Propulsé sur le devant de la scène, il défile à la Fashion Week de Johannesburg, où il est repéré par un agent. La suite va très vite… Qu’a-t-il ressenti lors de l’annonce de sa victoire au prix LVMH ? Dans un café feutré de l’avenue Montaigne, à Paris, les yeux de Thebe Magugu s’embuent soudain. « Je sais d’où je viens », lâche-t-il : le township d’Ipopeng qui a inspiré sa nouvelle collection, la lutte d’une mère seule pour que son fils réussisse… La force de ce prix, c’est de rappeler combien le talent peut briser les frontières. Les obstacles, Thebe Magugu en rencontre encore quelques-uns. Le manque d’usines spécialisées, la mauvaise qualité des tissus importés, les problèmes de logistique… Avant-gardistes, certains de ses vêtements sont équipés de puces Verisium qui permettent de tracer leur parcours et fournissent jusqu’aux photos de ceux qui les ont façonnés. Les finitions de son tailleur, originaire du Malawi, ont paraît-il bluffé Bernard Arnault. Mais certains aspects de son développement doivent encore être consolidés ou résolus.

Le soutien sur mesure de LVMH

« Le prix s’accompagne d’un mentorat sur mesure, explique Jean-Paul Claverie, directeur du mécénat de LVMH. Il s’agit de préciser ses ambitions et ses atouts, mais aussi d’identifier ses points faibles. En fonction de ce bilan, le candidat bénéficie de contacts au plus haut niveau de compétence, des rencontres qui constituent un véritable accélérateur de croissance. » Ainsi, six mois après sa récompense, Marine Serre présentait en 2017 son plus beau défilé et permettait à sa marque de prendre son essor. « Juristes, fabricants, communicants… les créateurs ont à leur disposition les spécialistes des domaines clés du développement d’une maison de mode, poursuit Jean-Paul Claverie. En outre, ils parlent de leurs expériences et de leurs projets avec les directeurs artistiques des maisons de LVMH. » Ce qui a déjà changé pour Thebe ? Il loue un studio-atelier Downtown, à Johannesburg, pour accueillir son équipe. Sa bourse, il est libre d’en disposer comme il l’entend. Les experts du groupe lui ayant donné « des outils, une culture », il sait dès lors « mieux juger par lui-même » des choix à opérer, observe Jean-Paul Claverie, qui rappelle ce proverbe : « Quand on veut vraiment aider quelqu’un, plutôt que de lui donner, il vaut mieux lui apprendre à gagner. » Là est toute la philosophie de ce prix « solidaire ».

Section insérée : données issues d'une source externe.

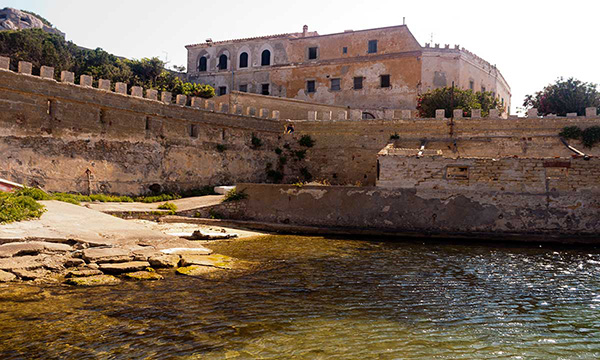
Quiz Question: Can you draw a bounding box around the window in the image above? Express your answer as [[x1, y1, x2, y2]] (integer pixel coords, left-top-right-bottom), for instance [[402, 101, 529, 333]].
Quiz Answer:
[[219, 54, 227, 70], [369, 40, 377, 54], [306, 80, 316, 93], [240, 52, 248, 69], [330, 78, 342, 91], [381, 75, 391, 87], [260, 50, 271, 66], [260, 83, 269, 95], [198, 56, 208, 71], [354, 76, 364, 90]]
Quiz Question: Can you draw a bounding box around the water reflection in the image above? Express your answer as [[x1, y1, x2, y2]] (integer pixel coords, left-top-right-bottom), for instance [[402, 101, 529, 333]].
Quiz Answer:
[[0, 236, 600, 359]]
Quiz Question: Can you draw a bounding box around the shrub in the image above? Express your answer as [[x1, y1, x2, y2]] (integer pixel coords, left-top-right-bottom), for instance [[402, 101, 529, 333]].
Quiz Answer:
[[0, 189, 46, 224], [558, 126, 583, 139], [223, 188, 248, 202], [298, 135, 315, 147]]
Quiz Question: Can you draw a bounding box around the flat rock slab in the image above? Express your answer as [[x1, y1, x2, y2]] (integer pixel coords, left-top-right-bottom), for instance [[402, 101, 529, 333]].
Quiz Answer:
[[83, 247, 133, 263], [65, 275, 121, 286], [0, 241, 73, 258], [0, 201, 177, 246], [123, 271, 164, 280], [0, 270, 17, 282], [100, 261, 150, 274]]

Thebe Magugu est distribué chez 24S et chez l’Eclaireur, à Paris, et dans plusieurs boutiques en Europe. « Anthro 1 », sa nouvelle collection présentée il y a quelques jours au Palais de Tokyo, à Paris, devant des acheteurs et des journalistes, confirme son entrée dans la mode d’une belle manière, puisque c’est sans doute son travail le plus personnel. Artiste multidisciplinaire, Thebe ne compte pas s’arrêter là : rédacteur en chef de Faculty Press, magazine qui met en lumière les talents sud-africains – et qu’il a offert à Anna Wintour l’hiver dernier à Londres lors de l’International Fashion Showcase, dont il fut le lauréat, il rêve de collaborations et de projets transversaux. Le petit sac-enveloppe estampillé « Par avion » a tenu ses promesses : c’est pour rejoindre les autres nommés à Paris que Thebe Magugu prenait l’avion pour la première fois l’an passé. Un grand voyage qui ne faisait que commencer.